Ingredients
For the cake batter:
- 3 eggs
- 200 gr coconut flower sugar
- 260 ml buttermilk
- 280 gr all purpose paleo flour
- 10 gr chocolate (85%) (melted)
- 1 tsp vanilla
- 1 tbsp beetroot powder
- 1 tbsp apple cider vinegar
- 1 tsp soda
For the creme:
- 250 gr Mascarpone (creme cheese)
- 500 ml coconut creme
- 1 tsp vanilla extract
- 100 gr red fruit (strawberries, raspberries, cherries, red currant...)
Servings: pieces
Instructions
- Preheat the oven to 180°C/350°F
- Mix all the ingredients one after the other until you have a smooth cream.
- Transfer the sponge cake batter into a baking form, previously lined with parchment paper.
- Bake for 15 - 20 minutes. Take the cake out of the oven and let it cool.
- Meanwhile prepare the filling: put all the three ingredients into a bowl and mix well with a hand mixer.
- Now cut the sponge cake into four equal pieces. Place the first one on a cake dish, put some of the cream on it equalizing, put another layer on the top, spread cream, do the same with the third and fourth layer. In the end top and the sides the cake with the cream. Decorate with some fruit or marzipan hearts or what ever you like.
Recipe Notes
If you don't find or want to use buttermilk, you can make some acid milk by yourself: 125 gr dairy free yogurt + 135 ml nut milk + 1 tbsp of lemon juice. Mix all well.
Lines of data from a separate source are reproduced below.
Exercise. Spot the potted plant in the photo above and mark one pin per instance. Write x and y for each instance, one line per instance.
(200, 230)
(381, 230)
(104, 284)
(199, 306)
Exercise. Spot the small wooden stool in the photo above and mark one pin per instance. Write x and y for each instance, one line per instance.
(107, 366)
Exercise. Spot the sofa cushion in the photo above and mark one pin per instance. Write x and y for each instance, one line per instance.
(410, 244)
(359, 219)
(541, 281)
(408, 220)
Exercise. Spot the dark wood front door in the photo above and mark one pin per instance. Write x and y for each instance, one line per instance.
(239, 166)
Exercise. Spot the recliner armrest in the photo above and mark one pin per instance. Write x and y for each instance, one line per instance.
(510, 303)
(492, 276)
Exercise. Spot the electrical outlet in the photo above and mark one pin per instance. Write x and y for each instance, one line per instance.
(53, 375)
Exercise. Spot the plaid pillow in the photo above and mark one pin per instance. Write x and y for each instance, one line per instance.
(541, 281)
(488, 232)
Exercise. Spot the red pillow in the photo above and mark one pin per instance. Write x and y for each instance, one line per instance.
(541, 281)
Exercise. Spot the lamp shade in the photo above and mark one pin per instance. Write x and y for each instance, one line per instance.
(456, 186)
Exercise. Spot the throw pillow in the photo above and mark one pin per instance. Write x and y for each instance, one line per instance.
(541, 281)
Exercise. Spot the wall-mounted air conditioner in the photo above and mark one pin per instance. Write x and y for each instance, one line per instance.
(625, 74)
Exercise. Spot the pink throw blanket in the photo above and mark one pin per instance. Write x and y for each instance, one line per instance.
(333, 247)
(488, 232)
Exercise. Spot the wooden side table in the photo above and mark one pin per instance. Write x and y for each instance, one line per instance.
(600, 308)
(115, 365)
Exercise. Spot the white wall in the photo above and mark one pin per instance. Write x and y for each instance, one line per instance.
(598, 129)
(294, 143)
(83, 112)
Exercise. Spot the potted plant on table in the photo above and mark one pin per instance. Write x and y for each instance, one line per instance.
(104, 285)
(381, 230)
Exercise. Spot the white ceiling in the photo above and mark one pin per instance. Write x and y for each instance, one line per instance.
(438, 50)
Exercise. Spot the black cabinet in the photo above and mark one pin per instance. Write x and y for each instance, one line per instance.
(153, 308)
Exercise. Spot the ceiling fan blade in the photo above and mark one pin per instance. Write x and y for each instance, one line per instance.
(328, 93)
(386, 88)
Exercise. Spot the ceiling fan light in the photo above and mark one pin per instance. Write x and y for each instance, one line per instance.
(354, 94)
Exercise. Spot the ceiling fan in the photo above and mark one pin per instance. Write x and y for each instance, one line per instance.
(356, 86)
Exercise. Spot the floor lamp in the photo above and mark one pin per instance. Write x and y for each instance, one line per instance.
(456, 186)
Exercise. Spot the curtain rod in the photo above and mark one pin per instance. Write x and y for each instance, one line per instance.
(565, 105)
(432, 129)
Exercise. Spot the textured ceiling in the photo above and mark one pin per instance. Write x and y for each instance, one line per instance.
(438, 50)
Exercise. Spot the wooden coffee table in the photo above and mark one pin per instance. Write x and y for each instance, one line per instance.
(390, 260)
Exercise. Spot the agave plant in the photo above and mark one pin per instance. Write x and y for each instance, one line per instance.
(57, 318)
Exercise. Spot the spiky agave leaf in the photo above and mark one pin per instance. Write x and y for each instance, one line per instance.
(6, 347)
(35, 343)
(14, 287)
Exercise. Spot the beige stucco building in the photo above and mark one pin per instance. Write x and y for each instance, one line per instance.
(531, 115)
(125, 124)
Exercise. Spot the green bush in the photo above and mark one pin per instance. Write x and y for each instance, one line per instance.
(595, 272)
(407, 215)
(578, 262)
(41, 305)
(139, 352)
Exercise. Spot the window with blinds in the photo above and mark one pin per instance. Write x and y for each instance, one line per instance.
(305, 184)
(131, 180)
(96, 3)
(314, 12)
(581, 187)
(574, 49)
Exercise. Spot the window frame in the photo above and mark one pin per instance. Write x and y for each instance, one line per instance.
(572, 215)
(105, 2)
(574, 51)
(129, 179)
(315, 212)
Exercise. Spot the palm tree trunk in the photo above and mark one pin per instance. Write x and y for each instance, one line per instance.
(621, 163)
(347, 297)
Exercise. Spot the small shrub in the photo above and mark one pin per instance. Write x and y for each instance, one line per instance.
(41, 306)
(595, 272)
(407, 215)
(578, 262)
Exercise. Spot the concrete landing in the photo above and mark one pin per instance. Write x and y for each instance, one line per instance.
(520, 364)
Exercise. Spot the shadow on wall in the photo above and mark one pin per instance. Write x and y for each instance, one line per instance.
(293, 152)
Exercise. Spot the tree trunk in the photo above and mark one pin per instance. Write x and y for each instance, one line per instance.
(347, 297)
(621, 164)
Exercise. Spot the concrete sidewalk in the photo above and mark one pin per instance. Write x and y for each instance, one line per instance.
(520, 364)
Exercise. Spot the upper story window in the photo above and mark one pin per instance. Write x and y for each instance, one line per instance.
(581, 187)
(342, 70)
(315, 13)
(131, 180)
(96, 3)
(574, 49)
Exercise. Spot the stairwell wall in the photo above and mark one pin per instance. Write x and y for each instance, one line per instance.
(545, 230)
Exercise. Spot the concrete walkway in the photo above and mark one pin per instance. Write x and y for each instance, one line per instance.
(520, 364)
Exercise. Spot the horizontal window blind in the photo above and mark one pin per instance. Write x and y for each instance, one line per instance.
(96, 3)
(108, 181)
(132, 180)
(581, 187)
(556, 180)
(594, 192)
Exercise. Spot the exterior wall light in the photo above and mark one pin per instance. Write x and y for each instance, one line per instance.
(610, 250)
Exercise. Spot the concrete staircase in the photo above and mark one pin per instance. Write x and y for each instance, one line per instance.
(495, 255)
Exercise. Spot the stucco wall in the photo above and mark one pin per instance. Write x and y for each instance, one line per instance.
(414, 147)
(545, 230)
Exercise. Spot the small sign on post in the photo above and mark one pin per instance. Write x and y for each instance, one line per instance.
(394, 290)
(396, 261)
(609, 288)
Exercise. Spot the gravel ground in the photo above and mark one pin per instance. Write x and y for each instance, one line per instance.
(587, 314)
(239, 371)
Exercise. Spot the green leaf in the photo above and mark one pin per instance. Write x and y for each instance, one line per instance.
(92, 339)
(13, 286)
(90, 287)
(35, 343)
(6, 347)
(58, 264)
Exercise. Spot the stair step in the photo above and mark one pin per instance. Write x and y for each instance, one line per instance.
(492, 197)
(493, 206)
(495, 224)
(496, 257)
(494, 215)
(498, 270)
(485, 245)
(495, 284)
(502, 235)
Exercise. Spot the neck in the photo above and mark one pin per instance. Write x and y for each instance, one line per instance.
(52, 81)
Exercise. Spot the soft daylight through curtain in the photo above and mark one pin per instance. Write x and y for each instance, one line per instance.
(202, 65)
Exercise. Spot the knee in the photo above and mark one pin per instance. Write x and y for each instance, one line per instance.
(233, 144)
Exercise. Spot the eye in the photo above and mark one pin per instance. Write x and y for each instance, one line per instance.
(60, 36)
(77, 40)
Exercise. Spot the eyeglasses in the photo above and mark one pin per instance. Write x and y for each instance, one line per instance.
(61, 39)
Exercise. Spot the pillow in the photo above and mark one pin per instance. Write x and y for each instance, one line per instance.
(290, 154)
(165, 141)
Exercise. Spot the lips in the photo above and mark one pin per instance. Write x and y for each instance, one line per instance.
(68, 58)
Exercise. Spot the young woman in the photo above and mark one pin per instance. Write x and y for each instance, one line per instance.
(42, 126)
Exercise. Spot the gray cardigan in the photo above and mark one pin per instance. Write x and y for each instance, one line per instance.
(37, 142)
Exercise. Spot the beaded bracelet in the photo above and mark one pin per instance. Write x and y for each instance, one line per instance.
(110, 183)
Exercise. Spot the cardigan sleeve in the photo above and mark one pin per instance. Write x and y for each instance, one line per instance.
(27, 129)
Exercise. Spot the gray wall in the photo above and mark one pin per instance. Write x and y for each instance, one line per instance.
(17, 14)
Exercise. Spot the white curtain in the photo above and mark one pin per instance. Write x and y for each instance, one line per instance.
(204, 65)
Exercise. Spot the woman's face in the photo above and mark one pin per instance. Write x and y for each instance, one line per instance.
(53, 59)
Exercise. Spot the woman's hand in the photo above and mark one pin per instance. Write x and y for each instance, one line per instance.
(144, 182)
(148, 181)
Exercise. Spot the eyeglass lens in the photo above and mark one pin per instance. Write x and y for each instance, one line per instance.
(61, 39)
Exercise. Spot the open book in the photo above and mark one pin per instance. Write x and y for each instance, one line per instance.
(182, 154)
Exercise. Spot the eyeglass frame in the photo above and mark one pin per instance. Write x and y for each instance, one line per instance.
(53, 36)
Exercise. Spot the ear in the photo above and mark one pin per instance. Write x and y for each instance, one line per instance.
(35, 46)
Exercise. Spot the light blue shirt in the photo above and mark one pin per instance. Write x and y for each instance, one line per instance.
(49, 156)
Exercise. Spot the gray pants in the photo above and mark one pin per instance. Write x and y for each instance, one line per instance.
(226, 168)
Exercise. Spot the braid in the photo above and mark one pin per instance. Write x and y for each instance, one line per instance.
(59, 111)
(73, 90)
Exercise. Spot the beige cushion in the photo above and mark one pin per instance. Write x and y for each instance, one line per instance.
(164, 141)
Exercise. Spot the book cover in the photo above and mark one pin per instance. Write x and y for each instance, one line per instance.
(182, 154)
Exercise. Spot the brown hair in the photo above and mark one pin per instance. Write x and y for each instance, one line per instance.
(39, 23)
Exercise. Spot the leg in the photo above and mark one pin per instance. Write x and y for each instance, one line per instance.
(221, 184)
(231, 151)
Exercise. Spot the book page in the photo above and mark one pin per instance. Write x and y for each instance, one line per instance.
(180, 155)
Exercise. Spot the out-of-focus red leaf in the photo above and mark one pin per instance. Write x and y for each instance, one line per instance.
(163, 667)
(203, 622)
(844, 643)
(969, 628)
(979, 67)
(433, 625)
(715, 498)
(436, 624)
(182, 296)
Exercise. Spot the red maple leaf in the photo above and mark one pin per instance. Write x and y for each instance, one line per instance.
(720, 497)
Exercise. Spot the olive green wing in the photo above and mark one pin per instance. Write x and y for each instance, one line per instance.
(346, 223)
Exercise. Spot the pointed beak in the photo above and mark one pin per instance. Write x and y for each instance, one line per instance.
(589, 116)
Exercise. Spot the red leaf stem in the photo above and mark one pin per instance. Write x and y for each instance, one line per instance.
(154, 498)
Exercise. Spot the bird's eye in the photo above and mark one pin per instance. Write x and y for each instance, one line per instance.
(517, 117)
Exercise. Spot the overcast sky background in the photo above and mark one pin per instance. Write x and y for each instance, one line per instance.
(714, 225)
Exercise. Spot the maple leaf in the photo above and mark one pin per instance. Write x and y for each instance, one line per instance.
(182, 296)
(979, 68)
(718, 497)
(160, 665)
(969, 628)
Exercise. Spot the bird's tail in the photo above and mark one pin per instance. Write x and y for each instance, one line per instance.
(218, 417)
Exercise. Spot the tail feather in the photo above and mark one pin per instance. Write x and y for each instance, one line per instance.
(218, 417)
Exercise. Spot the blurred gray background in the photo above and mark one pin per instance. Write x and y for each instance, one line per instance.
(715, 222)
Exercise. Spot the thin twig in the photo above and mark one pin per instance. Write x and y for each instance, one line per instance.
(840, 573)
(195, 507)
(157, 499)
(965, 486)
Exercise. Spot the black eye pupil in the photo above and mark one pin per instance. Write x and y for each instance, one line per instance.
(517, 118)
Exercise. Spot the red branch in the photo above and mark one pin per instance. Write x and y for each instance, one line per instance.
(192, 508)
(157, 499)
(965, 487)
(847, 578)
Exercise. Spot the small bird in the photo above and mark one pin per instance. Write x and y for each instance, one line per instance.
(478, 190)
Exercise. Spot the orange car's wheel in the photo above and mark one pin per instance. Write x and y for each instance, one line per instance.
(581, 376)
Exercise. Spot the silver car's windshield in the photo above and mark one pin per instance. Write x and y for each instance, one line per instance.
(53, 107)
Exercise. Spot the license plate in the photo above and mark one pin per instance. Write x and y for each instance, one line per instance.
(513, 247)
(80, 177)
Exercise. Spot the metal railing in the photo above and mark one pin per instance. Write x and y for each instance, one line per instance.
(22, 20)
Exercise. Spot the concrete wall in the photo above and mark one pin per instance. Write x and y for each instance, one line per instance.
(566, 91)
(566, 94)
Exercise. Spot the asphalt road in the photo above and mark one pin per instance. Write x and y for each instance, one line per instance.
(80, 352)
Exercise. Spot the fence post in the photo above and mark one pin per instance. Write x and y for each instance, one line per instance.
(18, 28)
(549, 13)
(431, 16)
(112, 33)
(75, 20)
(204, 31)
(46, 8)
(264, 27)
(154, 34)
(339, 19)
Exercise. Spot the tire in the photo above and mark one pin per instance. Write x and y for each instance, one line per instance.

Beetroot powder gives a nice dark red color, nearly purple. If you want to have a nice red use a few drops of food coloring.
You can give the cake batter any form you like. Square or round doesn't matter. Put the batter thin enough to have 4 equal slices in the end. Or bake already the size and shape you want the cake and just cut the sponge cake horizontally in 4.
You can decorate the cake with all kinds of red fruit or other. A nice decoration with beetroot powder is also a good idea.